Questa foresta mesofila è un’area protetta sita all’interno del Parco naturale regionale di Bracciano-Martignano. Dal 2017 inoltre è stata riconosciuta quale Patrimonio naturale dell’umanità. Riunito a Cracovia, il World Heritage Committee l’ha inserita nella Unesco’s World Heritage List includendola tra le Foreste primordiali dei faggi dei Carpazi e di altre regioni d’Europa.

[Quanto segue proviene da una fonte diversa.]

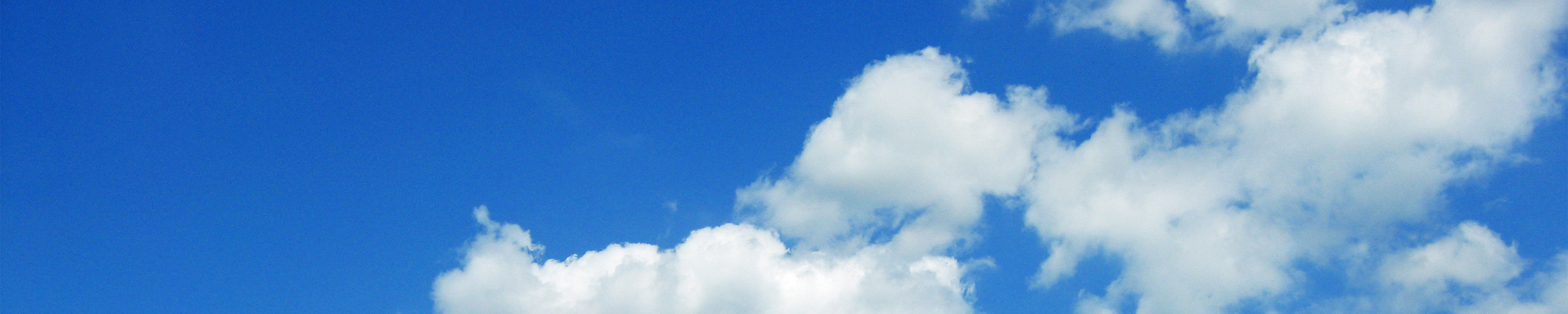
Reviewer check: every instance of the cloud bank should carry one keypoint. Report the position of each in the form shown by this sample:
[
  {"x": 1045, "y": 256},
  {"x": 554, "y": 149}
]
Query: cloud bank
[{"x": 1346, "y": 139}]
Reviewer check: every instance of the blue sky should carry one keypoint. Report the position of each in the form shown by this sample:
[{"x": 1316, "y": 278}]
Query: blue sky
[{"x": 328, "y": 158}]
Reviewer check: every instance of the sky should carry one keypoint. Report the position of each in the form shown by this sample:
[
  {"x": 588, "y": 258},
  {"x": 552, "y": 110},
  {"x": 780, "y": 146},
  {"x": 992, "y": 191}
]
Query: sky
[{"x": 948, "y": 156}]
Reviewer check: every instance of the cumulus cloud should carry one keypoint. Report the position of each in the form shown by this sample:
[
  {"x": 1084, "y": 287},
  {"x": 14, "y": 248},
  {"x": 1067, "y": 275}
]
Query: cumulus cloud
[
  {"x": 907, "y": 150},
  {"x": 723, "y": 269},
  {"x": 1351, "y": 126},
  {"x": 1344, "y": 132}
]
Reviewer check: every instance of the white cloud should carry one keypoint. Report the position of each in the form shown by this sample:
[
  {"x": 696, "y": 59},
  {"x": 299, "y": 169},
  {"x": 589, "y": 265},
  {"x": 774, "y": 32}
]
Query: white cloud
[
  {"x": 1352, "y": 126},
  {"x": 1344, "y": 132},
  {"x": 723, "y": 269},
  {"x": 1471, "y": 258},
  {"x": 1468, "y": 272},
  {"x": 1172, "y": 26},
  {"x": 907, "y": 150},
  {"x": 981, "y": 10}
]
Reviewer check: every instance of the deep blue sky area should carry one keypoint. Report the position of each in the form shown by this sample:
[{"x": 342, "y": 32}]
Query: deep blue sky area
[{"x": 325, "y": 156}]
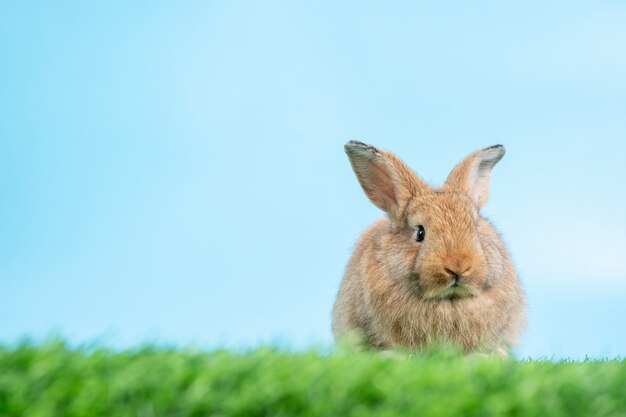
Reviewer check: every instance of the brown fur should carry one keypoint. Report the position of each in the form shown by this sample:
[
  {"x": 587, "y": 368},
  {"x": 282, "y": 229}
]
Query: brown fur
[{"x": 397, "y": 291}]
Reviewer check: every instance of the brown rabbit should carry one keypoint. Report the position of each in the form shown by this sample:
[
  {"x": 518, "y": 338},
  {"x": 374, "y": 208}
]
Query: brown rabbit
[{"x": 434, "y": 270}]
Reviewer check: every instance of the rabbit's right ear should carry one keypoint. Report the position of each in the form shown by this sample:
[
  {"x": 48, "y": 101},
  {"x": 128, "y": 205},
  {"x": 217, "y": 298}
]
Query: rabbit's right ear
[{"x": 387, "y": 181}]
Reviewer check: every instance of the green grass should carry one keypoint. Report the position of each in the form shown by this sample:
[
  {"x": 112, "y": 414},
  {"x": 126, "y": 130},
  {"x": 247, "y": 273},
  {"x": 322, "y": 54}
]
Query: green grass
[{"x": 54, "y": 380}]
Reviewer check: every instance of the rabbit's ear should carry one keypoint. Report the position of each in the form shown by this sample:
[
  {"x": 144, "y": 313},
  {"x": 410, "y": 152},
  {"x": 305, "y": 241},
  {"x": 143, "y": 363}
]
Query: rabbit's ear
[
  {"x": 471, "y": 175},
  {"x": 387, "y": 181}
]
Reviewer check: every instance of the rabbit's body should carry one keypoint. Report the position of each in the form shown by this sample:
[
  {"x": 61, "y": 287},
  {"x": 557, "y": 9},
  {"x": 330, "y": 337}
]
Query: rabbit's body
[{"x": 455, "y": 286}]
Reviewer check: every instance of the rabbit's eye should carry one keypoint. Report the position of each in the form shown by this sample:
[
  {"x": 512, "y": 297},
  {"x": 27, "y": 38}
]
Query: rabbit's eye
[{"x": 421, "y": 233}]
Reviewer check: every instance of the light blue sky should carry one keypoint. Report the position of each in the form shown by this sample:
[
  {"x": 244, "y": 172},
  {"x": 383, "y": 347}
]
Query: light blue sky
[{"x": 176, "y": 173}]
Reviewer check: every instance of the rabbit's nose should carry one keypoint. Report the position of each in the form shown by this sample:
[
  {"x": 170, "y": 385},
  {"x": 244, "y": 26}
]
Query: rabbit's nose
[{"x": 457, "y": 266}]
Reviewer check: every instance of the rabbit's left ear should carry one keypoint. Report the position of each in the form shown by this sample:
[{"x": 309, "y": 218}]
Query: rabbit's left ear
[{"x": 471, "y": 175}]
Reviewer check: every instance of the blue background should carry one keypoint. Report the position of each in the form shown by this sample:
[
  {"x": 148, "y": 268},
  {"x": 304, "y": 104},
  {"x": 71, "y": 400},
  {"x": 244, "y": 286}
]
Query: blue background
[{"x": 174, "y": 172}]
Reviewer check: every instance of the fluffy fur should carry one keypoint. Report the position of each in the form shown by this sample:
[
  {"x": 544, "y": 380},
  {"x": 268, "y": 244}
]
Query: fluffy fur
[{"x": 456, "y": 286}]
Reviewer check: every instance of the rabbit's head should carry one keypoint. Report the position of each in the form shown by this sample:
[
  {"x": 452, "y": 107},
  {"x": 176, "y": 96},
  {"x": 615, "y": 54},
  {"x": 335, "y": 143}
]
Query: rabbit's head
[{"x": 438, "y": 242}]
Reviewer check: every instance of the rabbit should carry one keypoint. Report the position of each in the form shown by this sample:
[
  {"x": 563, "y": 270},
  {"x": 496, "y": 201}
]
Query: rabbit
[{"x": 433, "y": 270}]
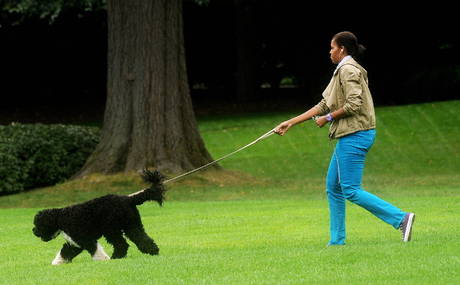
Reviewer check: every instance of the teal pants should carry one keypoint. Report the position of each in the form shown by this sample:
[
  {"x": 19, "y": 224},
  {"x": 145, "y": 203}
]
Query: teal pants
[{"x": 343, "y": 182}]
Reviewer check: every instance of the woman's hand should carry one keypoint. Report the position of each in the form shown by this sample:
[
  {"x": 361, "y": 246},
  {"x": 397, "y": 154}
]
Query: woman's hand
[
  {"x": 321, "y": 121},
  {"x": 282, "y": 128}
]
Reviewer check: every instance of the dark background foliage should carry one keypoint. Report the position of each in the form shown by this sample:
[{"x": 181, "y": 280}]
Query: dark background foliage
[{"x": 59, "y": 68}]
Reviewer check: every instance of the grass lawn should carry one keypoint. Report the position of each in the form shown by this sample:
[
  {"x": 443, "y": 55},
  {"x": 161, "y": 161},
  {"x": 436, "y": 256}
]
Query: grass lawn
[
  {"x": 251, "y": 242},
  {"x": 265, "y": 219}
]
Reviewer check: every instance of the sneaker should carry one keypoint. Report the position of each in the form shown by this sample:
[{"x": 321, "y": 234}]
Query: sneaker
[{"x": 406, "y": 226}]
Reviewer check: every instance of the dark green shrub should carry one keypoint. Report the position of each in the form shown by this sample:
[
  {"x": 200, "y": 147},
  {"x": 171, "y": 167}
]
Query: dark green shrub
[{"x": 41, "y": 155}]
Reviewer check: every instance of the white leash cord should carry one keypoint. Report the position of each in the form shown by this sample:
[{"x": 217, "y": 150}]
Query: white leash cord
[{"x": 264, "y": 136}]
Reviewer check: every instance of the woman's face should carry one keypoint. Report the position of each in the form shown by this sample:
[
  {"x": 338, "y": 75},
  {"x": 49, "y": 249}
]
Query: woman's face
[{"x": 336, "y": 52}]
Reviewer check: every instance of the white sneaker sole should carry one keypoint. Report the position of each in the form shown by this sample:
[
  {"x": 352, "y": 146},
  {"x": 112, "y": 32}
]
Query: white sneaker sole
[{"x": 408, "y": 231}]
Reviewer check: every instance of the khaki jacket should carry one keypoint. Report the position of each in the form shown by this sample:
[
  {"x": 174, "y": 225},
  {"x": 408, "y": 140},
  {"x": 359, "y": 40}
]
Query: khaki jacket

È dunque confermata la sua valenza quale patrimonio naturale sia a livello europeo che mondiale, mentre già in precedenza era avvenuta l’attestazione in ambito nazionale. Era il dicembre del 2016, infatti, quando il Ministero dell’ambiente e della tutela del territorio e del mare l’avevano inserita tra le Zone Speciali di Conservazione (ZSC).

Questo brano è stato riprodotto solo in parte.